The episode was to conclude with the first episode of the second season, on April 1, 1998, four weeks after "Cartman's Mom is a Dirty Slut" was first broadcast. However, instead of continuing the episode's storyline, Parker and co-creator Matt Stone made an episode regarding the South Park minor characters Terrance and Philip, as an April Fool's Day prank on viewers of the show. Upset fans wrote more than 2,000 angry e-mail complaints to Comedy Central within a week of the episode's original broadcast, and media outlets said some fans harbored a grudge against the show more than five years after the episode was broadcast.

==Theme==
Writing for Newsday, television critic Tom Carson stated he felt the episode was "a really plaintive story about craving something, anything, to hold onto", as Cartman tries to adapt the culture of each man he believes to be his father.

==Release and reception==
The episode was first aired in the United States on the cable television channel Comedy Central on February 25, 1998. It received a Nielsen rating in the 8.0 range. In Canada, the episode premiered on The Comedy Channel on August 20, 1998, it was the last of a three-week South Park marathon aired by the network. A little over 300,000 viewers watched the episode, which was a record for the channel, which had only been part of Canada's cable networks for ten months. The complete three-week marathon was watched by an average 186,307 viewers per minute per day.
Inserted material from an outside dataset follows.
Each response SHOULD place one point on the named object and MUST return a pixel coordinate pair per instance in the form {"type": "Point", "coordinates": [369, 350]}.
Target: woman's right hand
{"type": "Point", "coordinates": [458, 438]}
When first broadcast in the United States, "Cartman's Mom is a Dirty Slut" gained positive responses from critics. Writing for The Vancouver Sun, Brian Lowry and Alex Strachan defined "Cartman's Mom is a Dirty Slut", as well as "Damien", "Mecha Streisand" and "Mr. Hankey, the Christmas Poo", as season one's "classic episodes", commenting that "Cartman's Mom is a Dirty Slut" was "a heart-warming, tender episode". Carson also praised the episode for its "hilarious sex-jokes". In a top ten list of South Parks best episodes, compiled by Chicago Tribune reporter Allan Johnson, "Cartman's Mom is a Dirty Slut" was ranked third, behind "Osama bin Laden Has Farty Pants" and "Mr. Hankey, the Christmas Poo".
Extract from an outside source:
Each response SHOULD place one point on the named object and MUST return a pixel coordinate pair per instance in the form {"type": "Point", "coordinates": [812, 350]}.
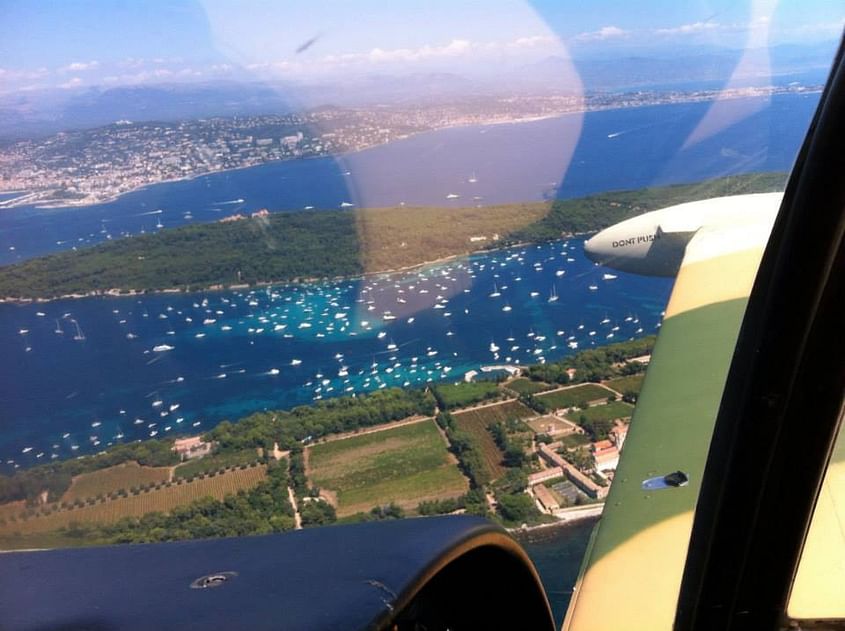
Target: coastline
{"type": "Point", "coordinates": [117, 292]}
{"type": "Point", "coordinates": [691, 98]}
{"type": "Point", "coordinates": [564, 517]}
On April 27, 1999, "Cartman's Mom is a Dirty Slut" was released on the "South Park: Volume 7" VHS tape which also contained "Cartman's Mom is Still a Dirty Slut", in a third series of South Park home video releases. Volume 7 was sold along with Volume 8, which contained "Chickenlover" and "Ike's Wee Wee", and Volume 9, which contained "Conjoined Fetus Lady" and "The Mexican Staring Frog of Southern Sri Lanka". All thirteen episodes of the first season, including "Cartman's Mom is a Dirty Slut", were released on a DVD box set on November 12, 2002. Parker and Stone recorded commentary tracks for each episode, but the tracks were not included on the DVDs due to "standards" issues with some of the statements; refusing to allow the tracks to be censored or edited, Parker and Stone's commentary tracks were released on a separate CD.